Hegseth said the military will phase out Anthropic over six months. A source familiar with the situation told CBS News that no timeline for offboarding Claude was provided in the designation. 

The U.S. military has used Claude in its strikes on Iran that began last weekend, two sources familiar with the matter previously told CBS News. It’s not clear exactly how the artificial intelligence model is being deployed.

Anthropic CEO Dario Amodei said in a statement that “we do not believe this action is legally sound, and we see no choice but to challenge it in court.”

Amodei also said “the vast majority of our customers are unaffected” by the move. He wrote that the designation doesn’t prevent military contractors from using Anthropic’s technology for non-military work, and should only impact uses of Claude that are directly linked to Defense Department contracts.

Anthropic received the supply chain risk designation after Amodei told investors this week he was still in talks with the Pentagon “to try to deescalate the situation.” Amodei said at a Morgan Stanley conference that the two sides “have much more in common than we have differences,” according to audio exclusively obtained by CBS News.

In an interview with CBS News last Friday, Amodei said he wants to work with the military to protect U.S. national security interests, but the company is standing firm in insisting on guardrails. He argued that AI could offer the government vast new surveillance powers that are “contrary to American values,” and AI isn’t precise enough to be used for fully autonomous weapons that target people without human input. In his view, the law hasn’t caught up with technology. 

“We have these two red lines,” Amodei said. “We’ve had them from day one. We are still advocating for those red lines. We’re not going to move on those red lines.”

The Pentagon’s position is that it’s already illegal for the military to conduct mass surveillance on Americans, and fully autonomous weapons are already restricted by internal Defense Department policies, so there is no need to put restrictions on any of those uses of AI in writing.

Emil Michael, the Pentagon’s chief technology officer, said in an interview with CBS News late last week: “At some level, you have to trust your military to do the right thing.” But he also noted that “we’ll never say that we’re not going to be able to defend ourselves in writing to a company.”

Michael said last week the Pentagon offered a compromise that would acknowledge in writing the laws and policies that restrict mass surveillance and autonomous weapons.
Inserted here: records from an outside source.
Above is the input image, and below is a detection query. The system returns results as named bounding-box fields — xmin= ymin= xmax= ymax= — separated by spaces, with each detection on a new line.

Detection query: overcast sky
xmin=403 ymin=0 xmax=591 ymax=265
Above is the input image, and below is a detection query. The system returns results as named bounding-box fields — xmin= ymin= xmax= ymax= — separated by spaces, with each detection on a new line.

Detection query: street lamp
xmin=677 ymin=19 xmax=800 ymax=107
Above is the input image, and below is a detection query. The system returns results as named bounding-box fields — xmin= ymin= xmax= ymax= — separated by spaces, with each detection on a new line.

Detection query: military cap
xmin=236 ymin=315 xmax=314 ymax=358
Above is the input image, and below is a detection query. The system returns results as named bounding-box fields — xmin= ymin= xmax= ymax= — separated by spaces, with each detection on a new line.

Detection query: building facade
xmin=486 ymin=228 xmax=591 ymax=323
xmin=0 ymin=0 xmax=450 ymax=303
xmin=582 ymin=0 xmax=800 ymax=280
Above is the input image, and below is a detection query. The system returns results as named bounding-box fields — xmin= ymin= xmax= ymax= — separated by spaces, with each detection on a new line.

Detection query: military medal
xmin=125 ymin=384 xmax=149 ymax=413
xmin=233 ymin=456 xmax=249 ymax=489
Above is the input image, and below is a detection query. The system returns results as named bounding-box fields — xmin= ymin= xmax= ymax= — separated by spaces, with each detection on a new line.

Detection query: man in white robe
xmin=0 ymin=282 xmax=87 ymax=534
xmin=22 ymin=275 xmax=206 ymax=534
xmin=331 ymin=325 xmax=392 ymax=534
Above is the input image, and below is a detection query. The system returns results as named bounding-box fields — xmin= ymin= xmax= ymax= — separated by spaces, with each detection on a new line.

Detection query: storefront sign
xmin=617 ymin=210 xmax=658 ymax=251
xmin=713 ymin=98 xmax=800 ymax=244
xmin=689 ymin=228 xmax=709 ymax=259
Anthropic called those compromises inadequate, saying the offer was “paired with legalese” that effectively let the military disregard the guardrails.

The disagreement grew increasingly bitter last week, with Trump administration officials accusing Anthropic of trying to restrict the military’s operations and impose its own values onto the federal government. Hegseth called Anthropic “sanctimonious,” Michael said Amodei has a “God-complex,” and Mr. Trump called the company “radical left” and “woke.”

The Trump administration gave Anthropic a deadline of last Friday evening to agree to let the military use Claude for “all lawful purposes.” With the two sides still far apart, Mr. Trump on Friday ordered federal agencies to immediately stop using Claude, though the Defense Department was given up to six months to phase the technology out.

Anthropic rival OpenAI — known for ChatGPT — then announced that it had cut a deal with the military.

“From the very beginning, this has been about one fundamental principle: the military being able to use technology for all lawful purposes,” a senior Pentagon official told CBS News on Thursday. “The military will not allow a vendor to insert itself into the chain of command by restricting the lawful use of a critical capability and put our warfighters at risk.”

Amodei has strongly criticized the Trump administration’s decision, calling it “retaliatory and punitive.”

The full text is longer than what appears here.